Links van de hall is het privé kantoor van heeren directeuren, van de spreekkamer gescheiden door een portaal, dat ook toegang geeft tot een telephoonkamertje.
De twee groot bureaux ministre der directeuren zijn voorzien van toestellen voor de gemeentelijke en huistelephoon, alsmede van een zeer doelmatige inrichting tot het roepen der bedienden; door het bewegen van een pennetje wordt op een nummerbord in het bediendenlokaal, onder het getingel van een schelletje een nummer zichtbaar, dat voor een bepaalden bediende het teeken is, dat hij geroepen wordt.
Achter het kassierskantoor, waarvan de wanden, behalve den glazen voorwand, geheel uit traliewerk bestaan, strekt zich het groote bediendenlokaal uit, een kolossale helder verlichte ruimte, voorzien van vier groote dubbele lessenaars alsmede aan het einde nog een enkelen lessenaar voor den eersten bediende, die vandaar den arbeid van het heele personeel kan overzien.
Achter dit groote lokaal bevinden zich de slaapkamer voor den bewaker, die tot meerdere verzekering der veiligheid ’s nachts in het gebouw vertoeft; een brandvrije afgesloten ruimte met kasten en loketten tot bewaring der boeken, papieren, rekeningen, quitanties enz. van het loopende jaar, alsmede een doelmatig ruim vertrek met closetinrichtingen volgens het nieuwste systeem, waschfonteintjes, kapstokken enz, ten dienste van het personeel.
Van uit het groote bediendenlokaal leidt een hardsteenen wenteltrap naar de onderaarsche ruimten.
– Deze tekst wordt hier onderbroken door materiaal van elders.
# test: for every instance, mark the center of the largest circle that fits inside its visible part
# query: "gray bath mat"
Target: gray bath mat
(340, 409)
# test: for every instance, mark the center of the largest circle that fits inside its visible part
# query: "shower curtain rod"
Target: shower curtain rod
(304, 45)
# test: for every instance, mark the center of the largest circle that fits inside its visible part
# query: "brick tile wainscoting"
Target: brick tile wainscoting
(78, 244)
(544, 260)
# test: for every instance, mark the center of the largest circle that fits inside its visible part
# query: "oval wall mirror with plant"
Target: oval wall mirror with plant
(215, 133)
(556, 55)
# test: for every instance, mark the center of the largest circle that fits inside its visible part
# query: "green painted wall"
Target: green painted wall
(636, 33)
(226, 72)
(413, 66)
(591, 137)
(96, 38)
Daar heeft men vooreerst de archiefkamer, bevattende de boeken, journalen, brieven enz., alles met bewonderingswaardige orde en regelmaat in kasten en loketten naar tijdsorde gerangschikt, zoodat men in een oogwenk een brief of rekening van een willekeurigen datum kan naslaan. Maar het eigenlijke heiligdom is natuurlijk de brand en inbraakvrije kluis, waar de waarden geborgen worden. Om die te bereiken moet men eerst een ijzeren hek door, dat alleen door beide directeuren elk met afzonderlijken sleutel kan geopend worden. Dan staat men nog pas in de ruime gang, die de vierkant gemetzelde kluis omringt. De bijna halfmeterdikke, van binnen met dooreen gevlochten stalen latten gepantserde muur, indertijd reeds uitvoerig beschreven, is slechts aan twee tegenovergestelde kanten doorboord. Het eene gat is de groote zware ijzeren deur, met kunstig letter- en veiligheidsslot gesloten; het andere daartegenover een vensteropening met volkomen gelijke sluiting. Dit venster geeft, voor het geval de deur van buiten eens mocht weigeren open te gaan, gelegenheid toch binnen de kluis te komen, waar men dan het binnenblad der ijzeren deur kan openen en alzoo de inwendige slot inrichting nazien.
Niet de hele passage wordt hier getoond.